Wikidata is a project of Wikimedia, the non-profit organization that also runs the online encyclopedia Wikipedia. For six years, volunteer contributors to Wikidata have been structuring data so that it can be read and edited by both humans and machines.
This ensures that information can fly freely between the Web and other technology platforms. As more people interact with the internet, not just through the Web and websites like Wikipedia, but through speaking and listening to devices, this is becoming increasingly important.
Machines can understand Wikidata because it parses information you would normally read in a Wikipedia article into separate blocks. For example: “Paris is the capital city of France.” “Paris has a population of 2,206,488.” “Paris’ coordinates are 48°51’23.68″N, 2°21’6.58″E.”
By structuring this information and giving every entry a unique ID, Wikidata gives more than 5,000 websites, archives, libraries and databases a shared backbone: if you update one entry, other entries where the information is referenced will automatically be updated too, in every language.

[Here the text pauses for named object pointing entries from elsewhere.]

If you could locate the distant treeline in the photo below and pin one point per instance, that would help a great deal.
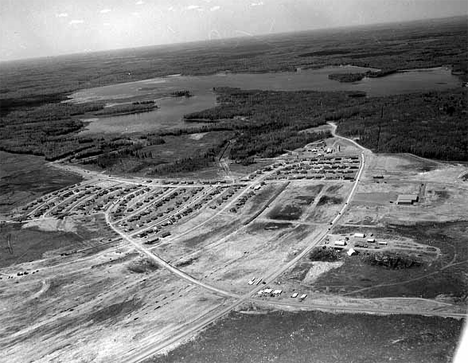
(432, 124)
(355, 77)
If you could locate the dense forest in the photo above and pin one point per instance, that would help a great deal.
(35, 120)
(433, 124)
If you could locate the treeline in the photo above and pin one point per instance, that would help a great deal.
(346, 77)
(48, 130)
(135, 107)
(355, 77)
(267, 123)
(432, 125)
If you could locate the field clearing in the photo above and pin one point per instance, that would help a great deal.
(254, 252)
(330, 202)
(294, 201)
(108, 310)
(440, 203)
(445, 276)
(24, 178)
(321, 337)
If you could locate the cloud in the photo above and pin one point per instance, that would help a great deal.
(76, 22)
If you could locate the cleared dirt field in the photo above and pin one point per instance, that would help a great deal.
(446, 276)
(294, 201)
(94, 309)
(321, 337)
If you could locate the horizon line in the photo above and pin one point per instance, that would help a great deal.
(263, 35)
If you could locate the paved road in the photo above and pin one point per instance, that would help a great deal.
(210, 317)
(160, 262)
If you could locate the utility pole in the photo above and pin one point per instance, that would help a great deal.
(9, 243)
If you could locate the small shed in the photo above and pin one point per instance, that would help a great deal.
(351, 252)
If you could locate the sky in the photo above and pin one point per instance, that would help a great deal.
(38, 28)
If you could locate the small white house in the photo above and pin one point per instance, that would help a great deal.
(351, 252)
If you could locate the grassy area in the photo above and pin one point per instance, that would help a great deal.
(24, 178)
(447, 275)
(34, 121)
(321, 337)
(29, 244)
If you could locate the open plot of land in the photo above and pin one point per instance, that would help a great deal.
(361, 276)
(25, 177)
(321, 337)
(293, 203)
(330, 202)
(95, 309)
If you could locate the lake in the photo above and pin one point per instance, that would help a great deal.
(171, 110)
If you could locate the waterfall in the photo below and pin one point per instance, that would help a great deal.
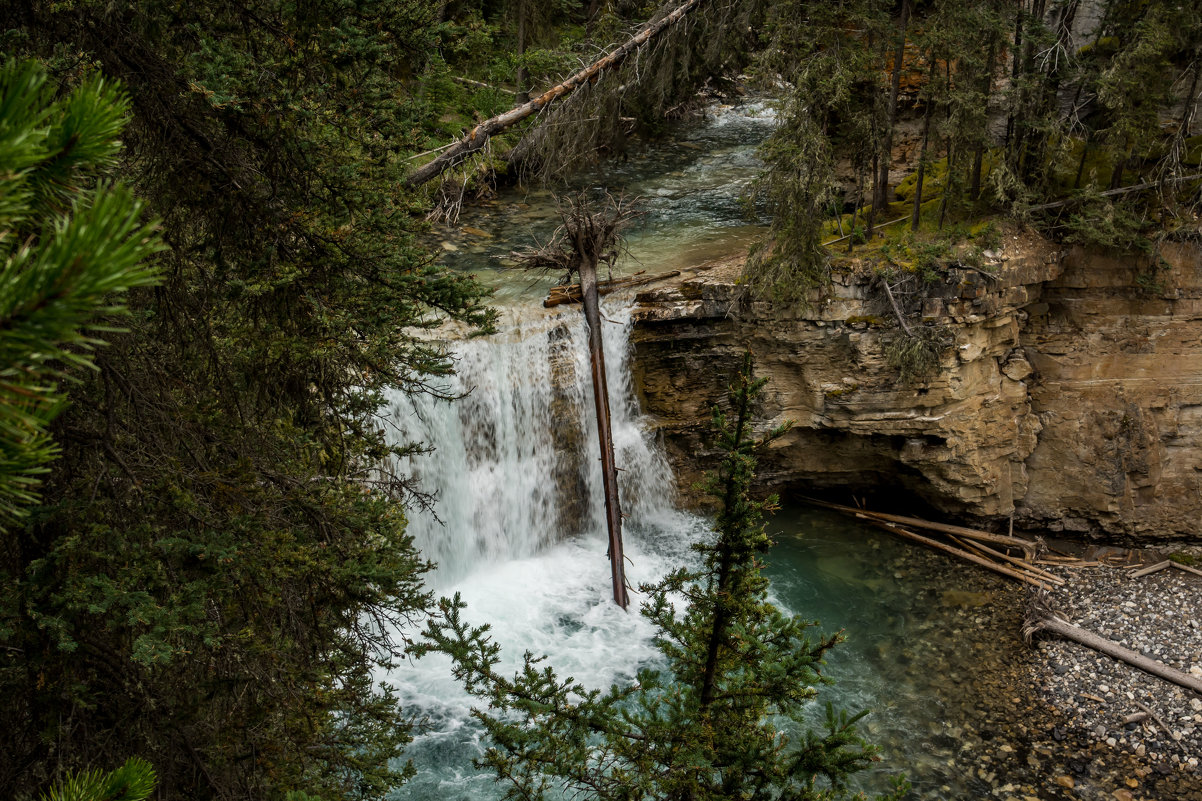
(516, 466)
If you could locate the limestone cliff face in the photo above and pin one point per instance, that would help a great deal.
(1071, 397)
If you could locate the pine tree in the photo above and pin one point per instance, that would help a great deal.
(718, 721)
(220, 561)
(134, 781)
(70, 243)
(835, 108)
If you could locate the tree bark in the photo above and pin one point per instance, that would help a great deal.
(605, 435)
(477, 137)
(1069, 632)
(922, 154)
(880, 197)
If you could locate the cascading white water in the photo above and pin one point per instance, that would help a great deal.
(522, 534)
(517, 463)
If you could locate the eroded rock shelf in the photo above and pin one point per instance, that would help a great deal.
(1071, 398)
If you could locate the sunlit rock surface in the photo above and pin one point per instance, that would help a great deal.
(1071, 398)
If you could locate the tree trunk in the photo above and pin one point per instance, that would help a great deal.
(880, 196)
(922, 154)
(521, 77)
(477, 137)
(605, 435)
(986, 92)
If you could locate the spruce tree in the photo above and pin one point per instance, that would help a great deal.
(721, 717)
(220, 563)
(70, 243)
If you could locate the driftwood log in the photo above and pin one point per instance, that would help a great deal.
(1028, 546)
(477, 137)
(1042, 618)
(571, 292)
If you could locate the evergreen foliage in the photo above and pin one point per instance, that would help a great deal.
(721, 718)
(69, 243)
(218, 565)
(134, 781)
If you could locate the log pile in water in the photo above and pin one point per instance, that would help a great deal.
(571, 292)
(989, 551)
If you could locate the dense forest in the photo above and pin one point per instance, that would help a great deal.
(213, 272)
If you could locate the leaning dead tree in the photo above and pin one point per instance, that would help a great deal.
(477, 137)
(590, 235)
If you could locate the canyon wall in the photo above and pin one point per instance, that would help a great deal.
(1071, 398)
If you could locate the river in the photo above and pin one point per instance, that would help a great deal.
(519, 528)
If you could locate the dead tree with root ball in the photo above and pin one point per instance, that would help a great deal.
(590, 235)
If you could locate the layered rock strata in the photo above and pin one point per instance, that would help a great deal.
(1070, 398)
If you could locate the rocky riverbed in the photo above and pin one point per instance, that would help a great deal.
(1046, 721)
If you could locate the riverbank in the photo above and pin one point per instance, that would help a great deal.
(1046, 722)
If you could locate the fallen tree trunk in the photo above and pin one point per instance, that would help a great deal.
(1042, 618)
(986, 552)
(601, 399)
(942, 528)
(477, 137)
(958, 552)
(571, 292)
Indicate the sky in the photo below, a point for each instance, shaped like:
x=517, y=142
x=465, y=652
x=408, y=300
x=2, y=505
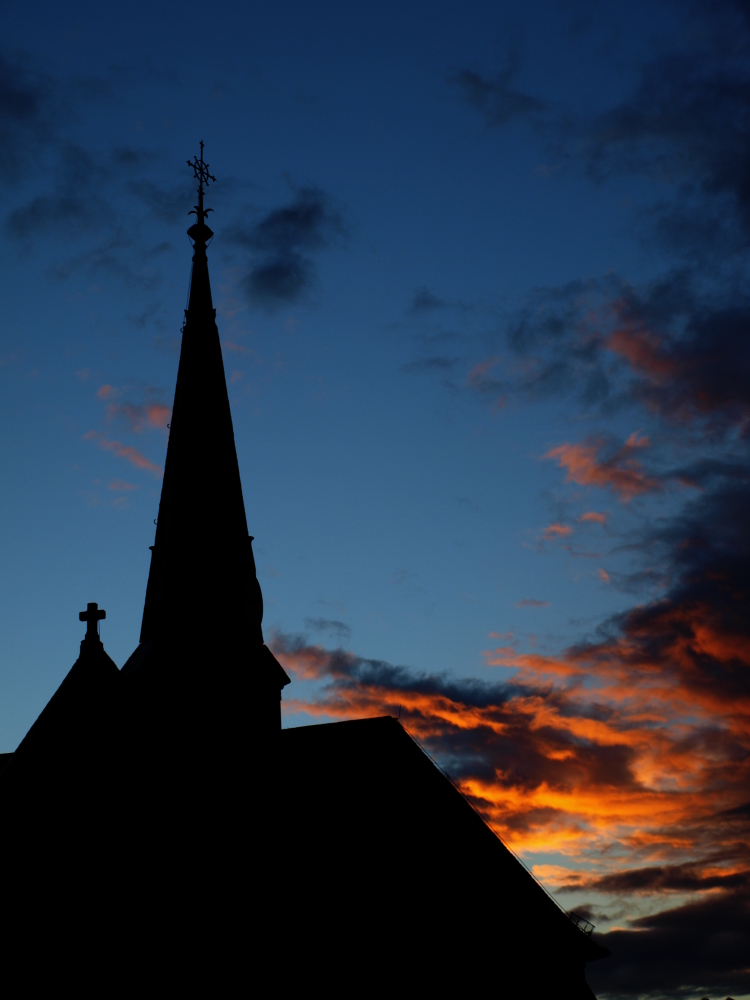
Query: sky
x=481, y=277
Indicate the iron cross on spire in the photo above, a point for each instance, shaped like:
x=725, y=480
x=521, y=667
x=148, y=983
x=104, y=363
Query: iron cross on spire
x=92, y=616
x=201, y=174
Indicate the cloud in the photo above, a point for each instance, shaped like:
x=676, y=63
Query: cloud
x=425, y=301
x=281, y=242
x=335, y=628
x=236, y=348
x=137, y=416
x=594, y=517
x=121, y=486
x=127, y=452
x=626, y=757
x=619, y=472
x=28, y=115
x=495, y=99
x=701, y=946
x=437, y=363
x=553, y=531
x=75, y=206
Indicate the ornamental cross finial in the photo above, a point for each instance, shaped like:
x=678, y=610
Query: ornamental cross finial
x=92, y=616
x=200, y=171
x=201, y=174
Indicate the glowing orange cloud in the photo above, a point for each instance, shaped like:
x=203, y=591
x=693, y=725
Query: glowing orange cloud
x=643, y=350
x=148, y=416
x=615, y=754
x=124, y=451
x=121, y=486
x=557, y=531
x=592, y=515
x=621, y=473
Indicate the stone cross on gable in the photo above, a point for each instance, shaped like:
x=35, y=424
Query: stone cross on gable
x=92, y=616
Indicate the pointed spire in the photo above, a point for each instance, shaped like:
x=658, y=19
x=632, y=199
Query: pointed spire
x=202, y=588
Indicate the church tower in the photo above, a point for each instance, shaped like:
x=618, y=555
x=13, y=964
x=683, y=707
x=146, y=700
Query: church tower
x=201, y=642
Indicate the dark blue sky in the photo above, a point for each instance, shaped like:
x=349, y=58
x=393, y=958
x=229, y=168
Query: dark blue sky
x=480, y=272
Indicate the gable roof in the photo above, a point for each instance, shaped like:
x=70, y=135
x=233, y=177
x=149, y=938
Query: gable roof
x=370, y=801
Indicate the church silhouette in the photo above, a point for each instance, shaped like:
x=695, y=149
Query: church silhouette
x=160, y=831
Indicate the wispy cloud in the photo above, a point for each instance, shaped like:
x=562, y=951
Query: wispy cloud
x=553, y=531
x=282, y=242
x=128, y=452
x=619, y=471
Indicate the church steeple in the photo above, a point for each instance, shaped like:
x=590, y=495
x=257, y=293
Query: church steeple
x=202, y=589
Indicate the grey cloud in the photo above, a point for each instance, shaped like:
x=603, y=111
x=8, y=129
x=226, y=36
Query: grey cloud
x=425, y=301
x=282, y=270
x=495, y=99
x=429, y=364
x=330, y=626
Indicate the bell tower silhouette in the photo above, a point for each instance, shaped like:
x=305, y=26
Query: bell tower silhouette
x=201, y=640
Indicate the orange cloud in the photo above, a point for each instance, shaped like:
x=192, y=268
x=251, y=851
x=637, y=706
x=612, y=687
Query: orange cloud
x=121, y=486
x=127, y=452
x=592, y=515
x=621, y=472
x=144, y=417
x=557, y=531
x=643, y=350
x=610, y=755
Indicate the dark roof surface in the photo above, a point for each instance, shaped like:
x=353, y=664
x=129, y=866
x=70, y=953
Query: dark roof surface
x=364, y=798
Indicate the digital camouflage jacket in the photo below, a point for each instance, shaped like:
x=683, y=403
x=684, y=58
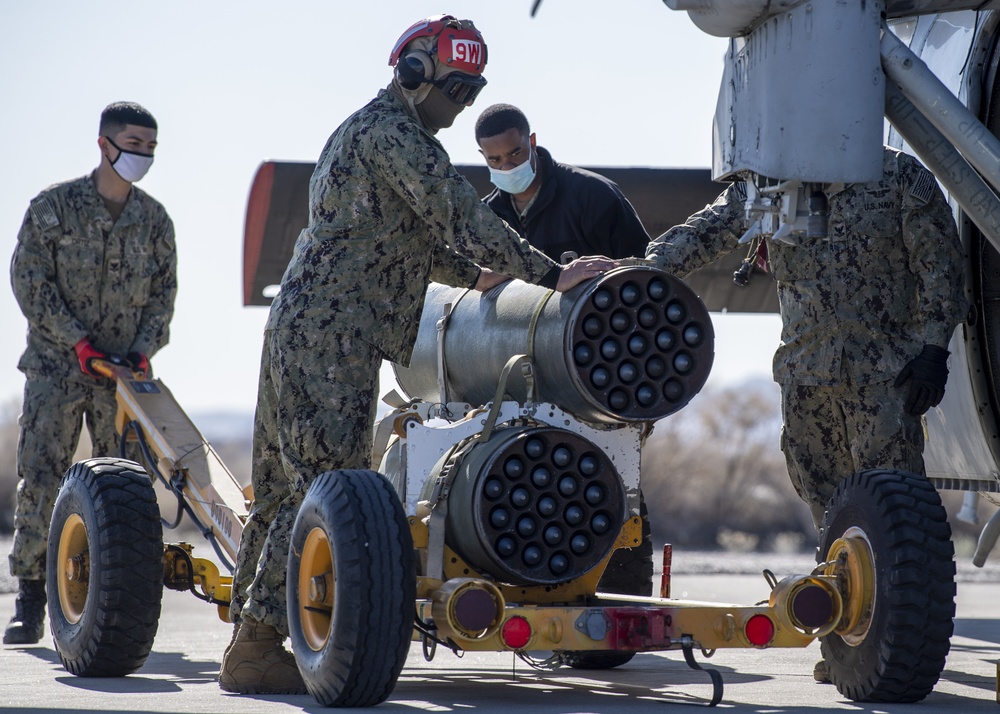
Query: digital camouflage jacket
x=388, y=212
x=77, y=273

Wikidata isn’t the only initiative to organize, or try to organize, the Web’s data. Similar projects have struggled due to its vastness. So what makes Wikidata successful? “Community is the biggest asset for Wikimedia,” says Lydia Pintscher, Wikidata’s Product Manager. “Without our partners and contributors, and the people who use the data, it wouldn’t be there.”
Indeed, Wikidata’s community of tens of thousands of volunteer contributors have provided more than 850 million collective edits over the years.